A frontrunner of a infamous Mexican drug cartel who had a bounty on his head in the US has died in a conflict with military troops, authorities stated Saturday.
Sinaloa state, the place the highly effective cartel of the identical title is predicated, is enduring a battle between two rival factions that has left some 1,200 individuals useless since September.
Jorge Humberto Figueroa — who glided by the nickname “El Perris” — was shot and killed Friday in a raid carried out to arrest him, public security secretary Omar Garcia Harfuch wrote on social media.
The U.S. Drug Enforcement Administration (DEA) had been providing as much as $1 million for info resulting in his arrest on suspicion of fentanyl trafficking and cash laundering.
Figueroa was one of many masterminds of an notorious conflict with the authorities in 2019 within the metropolis of Culiacan, Harfuch stated.
Jorge Humberto Figueroa / Credit score: DEA
In that case, cartel members fought safety forces who had arrested Ovidio Guzman, a son of Sinaloa cartel co-founder Joaquin “El Chapo” Guzman.
Mexican authorities controversially launched Ovidio Guzman on the time, saying they wished to keep away from additional bloodshed. However he finally was re-arrested in 2023 and extradited to the US, the place he stays in custody.
Earlier this month, Harfuch confirmed that 17 members of the family of cartel leaders crossed into the U.S. not too long ago as a part of a deal between Ovidio Guzman and the Trump administration.
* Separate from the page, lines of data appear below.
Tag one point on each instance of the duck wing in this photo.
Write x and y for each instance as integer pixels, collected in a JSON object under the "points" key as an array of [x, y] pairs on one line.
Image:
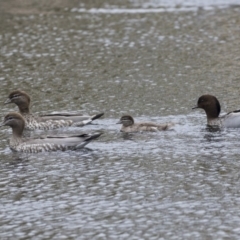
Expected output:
{"points": [[150, 126], [231, 119], [60, 142]]}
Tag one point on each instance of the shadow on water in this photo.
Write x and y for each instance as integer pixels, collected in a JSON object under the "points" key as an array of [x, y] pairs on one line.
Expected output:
{"points": [[150, 63]]}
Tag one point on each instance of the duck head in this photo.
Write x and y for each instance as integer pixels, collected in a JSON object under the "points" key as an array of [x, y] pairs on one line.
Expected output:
{"points": [[21, 99], [15, 121], [210, 104], [126, 121]]}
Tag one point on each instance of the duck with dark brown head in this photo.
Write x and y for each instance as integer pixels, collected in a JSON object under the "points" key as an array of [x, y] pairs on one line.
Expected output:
{"points": [[212, 108]]}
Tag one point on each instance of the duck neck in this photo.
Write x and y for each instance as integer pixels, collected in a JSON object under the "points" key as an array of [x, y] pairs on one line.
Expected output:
{"points": [[18, 131], [211, 115], [24, 108]]}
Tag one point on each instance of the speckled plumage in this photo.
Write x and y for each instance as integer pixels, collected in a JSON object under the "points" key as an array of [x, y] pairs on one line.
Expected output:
{"points": [[49, 121], [43, 144], [128, 125]]}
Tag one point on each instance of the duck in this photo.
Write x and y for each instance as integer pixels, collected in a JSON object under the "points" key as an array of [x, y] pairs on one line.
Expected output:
{"points": [[128, 125], [49, 121], [212, 108], [45, 143]]}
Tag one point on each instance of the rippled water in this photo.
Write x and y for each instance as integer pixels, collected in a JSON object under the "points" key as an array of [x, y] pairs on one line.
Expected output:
{"points": [[144, 58]]}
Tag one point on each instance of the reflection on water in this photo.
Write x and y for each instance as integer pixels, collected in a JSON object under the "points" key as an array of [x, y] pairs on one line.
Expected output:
{"points": [[178, 184]]}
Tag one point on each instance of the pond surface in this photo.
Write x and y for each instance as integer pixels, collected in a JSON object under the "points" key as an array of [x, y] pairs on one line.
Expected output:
{"points": [[151, 60]]}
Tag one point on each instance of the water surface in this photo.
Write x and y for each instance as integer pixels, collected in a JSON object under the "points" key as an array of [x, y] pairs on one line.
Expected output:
{"points": [[152, 64]]}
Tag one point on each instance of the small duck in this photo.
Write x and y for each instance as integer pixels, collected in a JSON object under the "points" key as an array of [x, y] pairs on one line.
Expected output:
{"points": [[43, 144], [128, 125], [50, 121], [212, 108]]}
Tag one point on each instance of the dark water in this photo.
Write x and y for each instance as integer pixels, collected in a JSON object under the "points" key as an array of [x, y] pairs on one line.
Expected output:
{"points": [[145, 58]]}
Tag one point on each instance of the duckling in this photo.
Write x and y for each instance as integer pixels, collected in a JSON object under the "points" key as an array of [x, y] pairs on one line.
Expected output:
{"points": [[128, 125]]}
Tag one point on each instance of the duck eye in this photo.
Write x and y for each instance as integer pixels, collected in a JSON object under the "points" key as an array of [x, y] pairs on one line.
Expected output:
{"points": [[15, 96]]}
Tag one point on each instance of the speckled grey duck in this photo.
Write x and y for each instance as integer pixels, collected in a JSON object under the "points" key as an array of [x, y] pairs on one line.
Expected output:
{"points": [[50, 121], [43, 144], [128, 125], [212, 108]]}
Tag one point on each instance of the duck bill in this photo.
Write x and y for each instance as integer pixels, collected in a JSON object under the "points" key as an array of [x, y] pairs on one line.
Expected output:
{"points": [[8, 101], [2, 124]]}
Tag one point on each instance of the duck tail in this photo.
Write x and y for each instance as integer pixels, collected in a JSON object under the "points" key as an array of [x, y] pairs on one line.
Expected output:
{"points": [[88, 140], [97, 116]]}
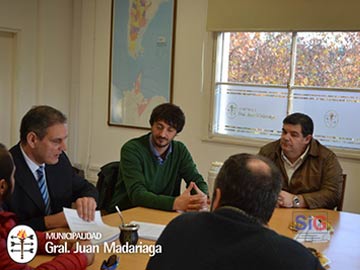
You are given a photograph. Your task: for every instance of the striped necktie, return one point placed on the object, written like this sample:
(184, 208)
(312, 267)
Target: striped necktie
(43, 189)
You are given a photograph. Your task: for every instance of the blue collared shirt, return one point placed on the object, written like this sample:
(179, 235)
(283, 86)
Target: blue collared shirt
(158, 157)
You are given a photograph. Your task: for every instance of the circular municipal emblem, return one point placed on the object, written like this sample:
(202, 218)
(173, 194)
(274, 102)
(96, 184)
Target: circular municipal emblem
(231, 110)
(22, 244)
(331, 119)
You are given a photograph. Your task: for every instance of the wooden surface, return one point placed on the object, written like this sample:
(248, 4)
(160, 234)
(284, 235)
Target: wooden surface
(343, 249)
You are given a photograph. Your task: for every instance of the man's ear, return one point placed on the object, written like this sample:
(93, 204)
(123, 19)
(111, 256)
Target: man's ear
(308, 138)
(31, 139)
(216, 200)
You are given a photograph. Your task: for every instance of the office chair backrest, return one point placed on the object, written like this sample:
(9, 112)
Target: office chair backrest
(342, 193)
(107, 178)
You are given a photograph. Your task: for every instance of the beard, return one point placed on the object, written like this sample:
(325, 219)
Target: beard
(161, 142)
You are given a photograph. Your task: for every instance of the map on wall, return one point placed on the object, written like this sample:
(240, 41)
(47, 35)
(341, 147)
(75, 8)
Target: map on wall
(141, 59)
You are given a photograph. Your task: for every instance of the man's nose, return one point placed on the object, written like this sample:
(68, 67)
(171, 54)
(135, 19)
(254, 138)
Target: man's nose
(163, 133)
(63, 146)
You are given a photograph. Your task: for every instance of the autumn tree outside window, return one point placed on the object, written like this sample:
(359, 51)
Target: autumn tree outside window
(260, 77)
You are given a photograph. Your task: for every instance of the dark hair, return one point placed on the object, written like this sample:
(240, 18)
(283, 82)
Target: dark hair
(38, 119)
(6, 165)
(306, 123)
(248, 184)
(170, 114)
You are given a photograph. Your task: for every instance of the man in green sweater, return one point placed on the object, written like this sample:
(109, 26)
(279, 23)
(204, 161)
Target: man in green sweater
(153, 165)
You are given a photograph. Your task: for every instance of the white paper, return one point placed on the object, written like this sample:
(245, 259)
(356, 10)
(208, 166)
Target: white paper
(77, 224)
(313, 236)
(150, 231)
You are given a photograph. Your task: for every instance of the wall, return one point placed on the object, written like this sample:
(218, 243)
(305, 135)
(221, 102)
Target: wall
(63, 60)
(42, 53)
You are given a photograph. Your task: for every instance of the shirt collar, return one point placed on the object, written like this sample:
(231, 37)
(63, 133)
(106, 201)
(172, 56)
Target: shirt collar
(298, 161)
(31, 164)
(158, 157)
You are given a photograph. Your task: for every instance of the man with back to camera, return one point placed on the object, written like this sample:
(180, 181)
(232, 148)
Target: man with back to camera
(311, 172)
(45, 181)
(234, 234)
(153, 165)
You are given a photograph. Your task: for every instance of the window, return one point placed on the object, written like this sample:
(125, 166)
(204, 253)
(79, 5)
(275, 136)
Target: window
(260, 77)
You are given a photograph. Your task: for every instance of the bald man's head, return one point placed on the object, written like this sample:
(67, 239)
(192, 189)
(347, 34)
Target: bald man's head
(251, 183)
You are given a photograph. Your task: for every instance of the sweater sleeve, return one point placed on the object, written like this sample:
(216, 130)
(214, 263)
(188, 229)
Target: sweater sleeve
(188, 170)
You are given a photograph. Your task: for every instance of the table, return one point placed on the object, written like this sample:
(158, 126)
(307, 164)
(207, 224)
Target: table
(343, 249)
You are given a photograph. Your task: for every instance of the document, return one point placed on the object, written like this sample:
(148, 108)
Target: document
(313, 236)
(77, 224)
(149, 231)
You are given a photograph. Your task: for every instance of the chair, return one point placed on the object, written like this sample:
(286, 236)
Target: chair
(342, 194)
(107, 178)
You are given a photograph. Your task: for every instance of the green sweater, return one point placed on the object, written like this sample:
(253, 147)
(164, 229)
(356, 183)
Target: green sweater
(142, 181)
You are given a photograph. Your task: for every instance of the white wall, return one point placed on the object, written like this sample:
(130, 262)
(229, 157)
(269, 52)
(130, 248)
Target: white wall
(64, 52)
(42, 53)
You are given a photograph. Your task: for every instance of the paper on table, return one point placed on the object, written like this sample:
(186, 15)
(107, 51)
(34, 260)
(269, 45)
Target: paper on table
(77, 224)
(150, 231)
(313, 236)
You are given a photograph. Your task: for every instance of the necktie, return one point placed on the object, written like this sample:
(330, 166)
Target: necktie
(43, 188)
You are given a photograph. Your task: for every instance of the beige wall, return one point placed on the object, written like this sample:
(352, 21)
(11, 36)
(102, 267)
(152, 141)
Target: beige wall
(71, 72)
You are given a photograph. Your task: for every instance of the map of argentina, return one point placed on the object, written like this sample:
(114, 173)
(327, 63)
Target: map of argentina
(141, 59)
(141, 12)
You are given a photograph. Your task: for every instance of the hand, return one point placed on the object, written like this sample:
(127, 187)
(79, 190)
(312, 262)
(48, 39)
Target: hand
(188, 202)
(285, 199)
(85, 208)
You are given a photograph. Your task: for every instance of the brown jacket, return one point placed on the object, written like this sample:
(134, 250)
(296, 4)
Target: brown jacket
(318, 179)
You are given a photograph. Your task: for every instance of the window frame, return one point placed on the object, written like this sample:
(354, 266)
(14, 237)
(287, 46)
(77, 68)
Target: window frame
(214, 137)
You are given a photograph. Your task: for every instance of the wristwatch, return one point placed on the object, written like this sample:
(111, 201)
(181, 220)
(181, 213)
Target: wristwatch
(296, 201)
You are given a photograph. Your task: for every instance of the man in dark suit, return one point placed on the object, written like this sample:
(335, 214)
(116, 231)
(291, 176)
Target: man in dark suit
(45, 181)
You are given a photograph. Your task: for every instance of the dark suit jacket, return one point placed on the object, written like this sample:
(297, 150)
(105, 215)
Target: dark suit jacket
(63, 184)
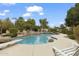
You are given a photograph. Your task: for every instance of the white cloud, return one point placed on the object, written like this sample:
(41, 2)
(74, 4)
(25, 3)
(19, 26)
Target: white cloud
(25, 19)
(8, 4)
(41, 13)
(34, 8)
(4, 12)
(26, 14)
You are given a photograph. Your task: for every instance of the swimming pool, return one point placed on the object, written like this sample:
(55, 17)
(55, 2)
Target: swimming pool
(34, 39)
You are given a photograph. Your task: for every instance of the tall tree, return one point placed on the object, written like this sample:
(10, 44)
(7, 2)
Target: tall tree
(6, 24)
(44, 23)
(72, 18)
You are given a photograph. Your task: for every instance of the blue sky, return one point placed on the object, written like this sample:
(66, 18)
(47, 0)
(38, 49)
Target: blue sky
(54, 12)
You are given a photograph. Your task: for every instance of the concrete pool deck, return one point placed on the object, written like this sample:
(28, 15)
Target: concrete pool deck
(37, 50)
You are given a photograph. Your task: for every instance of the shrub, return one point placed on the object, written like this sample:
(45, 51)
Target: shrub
(13, 32)
(76, 33)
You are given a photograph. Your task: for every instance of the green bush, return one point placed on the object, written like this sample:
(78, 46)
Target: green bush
(76, 33)
(13, 32)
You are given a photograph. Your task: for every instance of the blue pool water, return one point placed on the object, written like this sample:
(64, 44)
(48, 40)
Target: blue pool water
(34, 39)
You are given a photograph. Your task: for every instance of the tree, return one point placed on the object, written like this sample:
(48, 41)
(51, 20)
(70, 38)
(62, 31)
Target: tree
(6, 24)
(44, 23)
(72, 18)
(20, 23)
(0, 27)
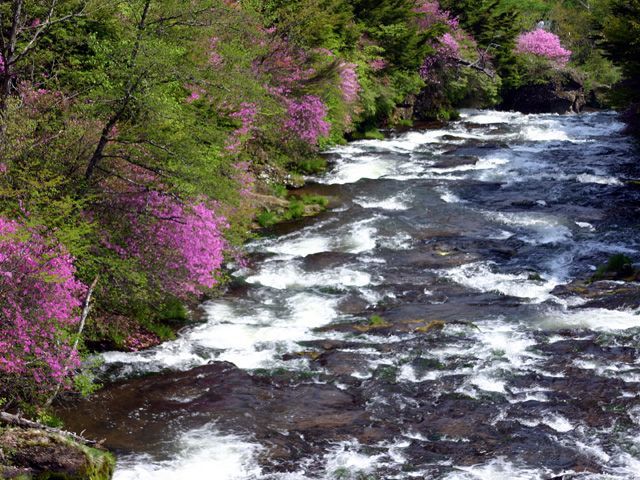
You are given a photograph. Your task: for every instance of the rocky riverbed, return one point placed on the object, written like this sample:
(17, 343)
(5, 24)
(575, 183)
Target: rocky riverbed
(440, 321)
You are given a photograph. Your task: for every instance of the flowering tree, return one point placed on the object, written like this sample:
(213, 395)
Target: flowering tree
(179, 246)
(306, 119)
(543, 44)
(39, 301)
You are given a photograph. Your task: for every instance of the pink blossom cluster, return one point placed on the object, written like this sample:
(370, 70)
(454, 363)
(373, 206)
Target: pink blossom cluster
(181, 247)
(245, 178)
(378, 64)
(196, 93)
(447, 52)
(545, 44)
(349, 82)
(430, 14)
(285, 68)
(39, 301)
(306, 119)
(215, 59)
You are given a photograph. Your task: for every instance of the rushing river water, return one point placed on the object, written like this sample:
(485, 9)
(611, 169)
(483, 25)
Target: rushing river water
(477, 224)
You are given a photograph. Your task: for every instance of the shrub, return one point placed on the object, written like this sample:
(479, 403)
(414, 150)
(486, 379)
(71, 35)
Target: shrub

El Chapo’s ex-wife, Griselda Lopez Perez, and her daughter have been among the many members of the family to enter the U.S., native media reported.
Mexican press stories stated Figueroa belonged to a Sinaloa cartel faction run by the sons of the older Guzman, who’s serving a life sentence in the US.
This group has been combating one other faction led by heirs of cartel co-founder Ismael “El Mayo” Zambada, who was lured to the US in a sting operation in 2024 and arrested.
The newspaper Reforma stated Figueroa was head of safety for the faction led by Guzman’s sons — generally known as the Chapitos. In line with a 2023 indictment by the U.S. Justice Division, the Chapitos and their cartel associates used corkscrews, electrocution and scorching chiles to torture their rivals whereas a few of their victims have been “fed useless or alive to tigers.”